1
allah ne verdiyse koşabilme, kontrolsüz bir güç ve varsa kulüpte sözü geçen tanıdık birine sahib olma gibi örnekler verilebilecek kriterlerdir.
alt yapıymış, teknikmiş, futbol zekasıymış falan bunlara gerek yok.
koşabiliyor musun ? evet
ortalamanın az üstünde bir dayanıklılığın var mı ? evet
ve final. torpilin var mı ? o da evet.
tamam kardeşim senede nerden baksan 500 bin tl garanti. hadi hayırlı olsun.
4
türkiye'de futbolcu olabilmek için torpilin bir yere kadar işlediğini, sonrasının da yeteneğe kaldığını kendimden örnekle anlatabilirim.
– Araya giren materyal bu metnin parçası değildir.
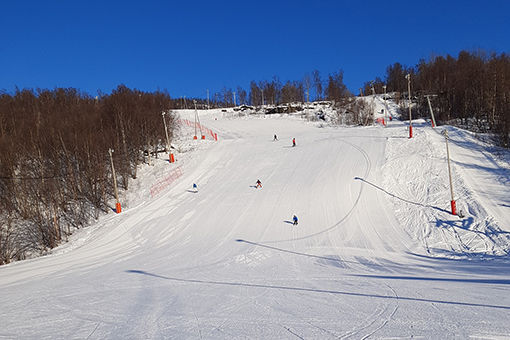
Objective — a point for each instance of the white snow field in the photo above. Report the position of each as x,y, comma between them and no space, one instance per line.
376,254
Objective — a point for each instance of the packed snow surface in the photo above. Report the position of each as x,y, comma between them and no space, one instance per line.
376,253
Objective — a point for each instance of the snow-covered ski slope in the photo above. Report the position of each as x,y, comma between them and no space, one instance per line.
376,253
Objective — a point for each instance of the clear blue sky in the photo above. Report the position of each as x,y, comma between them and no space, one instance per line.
187,47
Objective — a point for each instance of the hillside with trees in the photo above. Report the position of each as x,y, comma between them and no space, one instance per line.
55,173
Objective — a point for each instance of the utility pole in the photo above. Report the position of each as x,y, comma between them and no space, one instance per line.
166,131
385,105
430,108
197,120
453,205
408,77
117,204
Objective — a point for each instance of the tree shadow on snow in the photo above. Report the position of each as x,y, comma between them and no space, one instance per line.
312,290
400,198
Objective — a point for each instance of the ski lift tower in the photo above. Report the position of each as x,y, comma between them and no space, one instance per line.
197,122
430,108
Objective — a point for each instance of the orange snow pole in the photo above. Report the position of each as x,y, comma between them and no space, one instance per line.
452,202
454,207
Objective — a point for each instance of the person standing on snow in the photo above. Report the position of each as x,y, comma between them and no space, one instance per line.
294,219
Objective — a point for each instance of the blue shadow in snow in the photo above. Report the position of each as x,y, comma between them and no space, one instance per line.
442,279
311,290
400,198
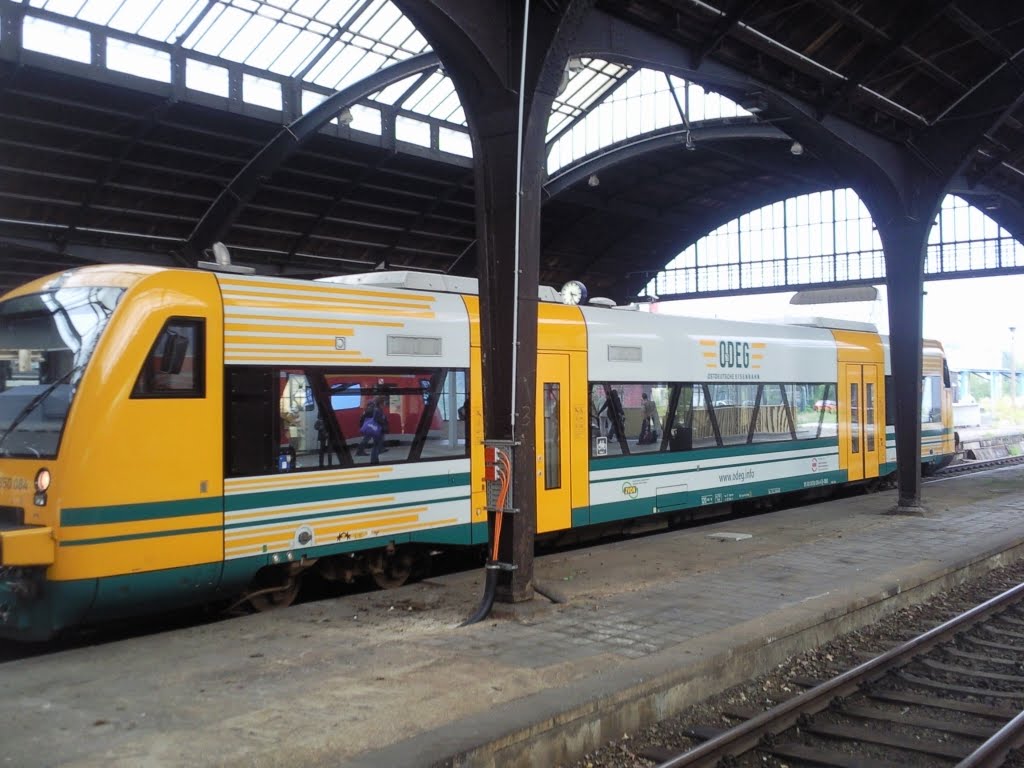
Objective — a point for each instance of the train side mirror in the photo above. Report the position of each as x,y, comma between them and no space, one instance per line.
173,358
benim babam eski futbolcudur. amatör falan değil yani bayağı profesyonel futbolcudur. lakabı "kaptan". kaptanlık yapmış uzun süre. ben de eski futbolcuların eski hakemlerin arasında, sürekli futbol muhabbetlerinin içinde büyüdüm. böyle bir ortamda ben "kaptanın oğlu" idim. elbette yaş 12-13'e gelince başlıyorsun bir yerden. diğer çocuklar seçmelerden falan geçerken sen direkt takımdasın. hem de şehrin iyi iki takımından birisinde yani. lakin idmana bir çıkıyorsun sen sadece çalım atıp şut çekerken takım arkadaşların hem koşuyor, hem şut çekiyor, hem çalım atıyor, hem tek pas yapıyor. eh bizim hoca da beni önde olduğumuz maçların son dakikalarında oyuna alıyordu. insan da orada torpille bulunduğunu anlıyor. takım arkadaşları da anlıyor ve bu bir süre sonra rahatsızlık verici bir durum oluyor.
futbol öğrenilip geliştirilebilen bir şey. elbette biraz topla haşır neşir olmak gerekir yani ama öğreniliyor. ben benden iyilerle oynaya oynaya kendimi geliştirdim. peki sonuç nedir? futbolcu falan olamadım. yanından çok geçtim ama olamadım. gerçi hep söylerim 14-18 yaş arasında bir kulübün alt takımlarına dalabilseydim bazı seviyelere gelirdim ama üst seviyeye mümkün değil çıkamazdım. futbol oynamak gerçekten zor bir şey. sadece koşmayla, top sektirmeyle falan futbolcu olunmuyor. aramızda benden çok daha fazla futbol tecrübesi olan arkadaşlarım vardır. işin zorluğunu anlatsınlar. lakin torpille bir yere kadar. eğer bir kişi milli takımda oynayabilecek yetenekte bir futbolcu ise onun futbolcu olmamasının imkanı yok. bu torpil lafı genellikle futbolcu olamayanların bahane olarak kullandığı bir laftır. bunu inkar etmenin manası yok. ben çok şahit oldum buna. özellikle türkiye gibi bir ülkede insanlar kendi başarısızlıklarını başkalarının başarılarına bok atarak örtbas etmeye çalıştığı için "torpille oldu o iş" lafını çok fazla duyarız. ancak babasından torpilli, dayısı hakem falan bir yere kadar gidersin. galatasaray'da bursaspor'da milli takımda oynamak için torpilden çok daha fazlası lazım. hem yetenekli hem torpilli iseniz, o zaman önünüz açıktır.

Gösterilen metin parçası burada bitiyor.